I go to sleep with my left hand on my heart, my right on Jane’s butt.
This morning at three thirty, I woke from pain in my exposed paw, the one I left on my partners tush.
It was the sharp radiation of an insect bite, maybe a spider or blood sucking mosquito.
This summer the mosquitoes are smaller and angrier. They bite through clothing. They sting fast and hard.
In the old days, a mosquito would lounge and suck, eventually smacked and crushed in a bloody pile of tangled legs and wings.
There were multiple pain points, first on the side of my hand near my wrist, then my pinkie, the knuckles, my thumb, the one bulging vein on the top, where the IV was the last time I was in the ER.
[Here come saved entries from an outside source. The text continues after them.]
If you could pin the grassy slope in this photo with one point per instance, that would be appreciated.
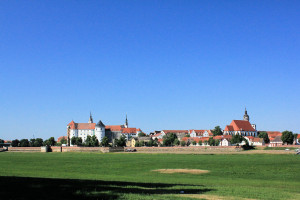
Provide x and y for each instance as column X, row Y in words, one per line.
column 248, row 176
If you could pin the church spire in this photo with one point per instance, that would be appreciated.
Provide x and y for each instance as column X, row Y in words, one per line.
column 246, row 116
column 91, row 118
column 126, row 122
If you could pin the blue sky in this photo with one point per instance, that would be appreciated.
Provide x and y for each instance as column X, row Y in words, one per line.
column 167, row 64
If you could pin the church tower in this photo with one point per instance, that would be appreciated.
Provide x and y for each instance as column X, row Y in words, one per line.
column 246, row 116
column 91, row 118
column 126, row 122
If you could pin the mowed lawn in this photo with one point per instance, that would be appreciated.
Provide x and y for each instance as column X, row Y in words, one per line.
column 130, row 176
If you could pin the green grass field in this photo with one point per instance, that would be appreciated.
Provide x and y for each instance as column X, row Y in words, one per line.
column 129, row 176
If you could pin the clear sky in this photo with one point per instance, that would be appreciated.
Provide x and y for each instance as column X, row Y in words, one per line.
column 167, row 64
How is this happening. I cannot sleep. My left hand is no help. The pain gets worse. In the dark I stumble down the hall and steps to my bathroom. There is an old bottle of Calamine lotion. Covered in pink, there is some relief.
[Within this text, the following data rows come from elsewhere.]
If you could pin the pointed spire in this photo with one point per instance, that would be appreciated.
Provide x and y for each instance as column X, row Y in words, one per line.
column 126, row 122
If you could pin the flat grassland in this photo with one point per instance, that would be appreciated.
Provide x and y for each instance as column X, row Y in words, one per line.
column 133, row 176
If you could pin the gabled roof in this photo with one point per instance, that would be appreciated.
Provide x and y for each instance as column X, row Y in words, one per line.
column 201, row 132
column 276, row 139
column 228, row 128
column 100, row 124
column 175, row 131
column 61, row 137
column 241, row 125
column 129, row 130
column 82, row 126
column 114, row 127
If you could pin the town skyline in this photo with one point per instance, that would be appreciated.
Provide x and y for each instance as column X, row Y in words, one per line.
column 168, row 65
Two minutes later, the dusty layer bounces over my now throbbing limb. I have another tube of something not toothpaste that’s natural and safe and all that. I schmutz it all over, right on top of the pink dust. It’s cool. It’s got a freshness about it. Maybe it is toothpaste.
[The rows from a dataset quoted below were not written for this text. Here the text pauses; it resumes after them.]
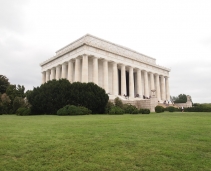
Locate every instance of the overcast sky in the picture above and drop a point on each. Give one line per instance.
(177, 33)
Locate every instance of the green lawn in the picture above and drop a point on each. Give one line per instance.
(167, 141)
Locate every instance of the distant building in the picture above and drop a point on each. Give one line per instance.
(117, 69)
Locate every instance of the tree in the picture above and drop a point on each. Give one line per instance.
(5, 103)
(88, 95)
(55, 94)
(15, 92)
(4, 83)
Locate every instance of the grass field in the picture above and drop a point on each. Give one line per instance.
(167, 141)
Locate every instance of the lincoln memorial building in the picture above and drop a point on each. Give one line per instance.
(117, 69)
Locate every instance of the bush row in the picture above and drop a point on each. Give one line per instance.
(119, 108)
(160, 109)
(73, 110)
All I can think of is a bucket of ice water, but I have no bucket. Jane probably has a bucket, but I cannot wake her for this lame crisis.
I turn on the coffee pot. Turn on the toaster. Turn on the cold water. Let it run cold as it will get. I didn’t know how cold it could get. My hand now hurt from the cold. So now full blast the other way. Pretty sure the water could cook broccoli or brew tea. But I’m waiting for toast and coffee, and instead scald my hand.
Alternating temperature extremes has numbed everything, can’t feel a thing. Finally, I return to bed where Jane is snoring up a storm. Often these mid-sleep episodes subside when I put my hand back on her butt. That is not happening.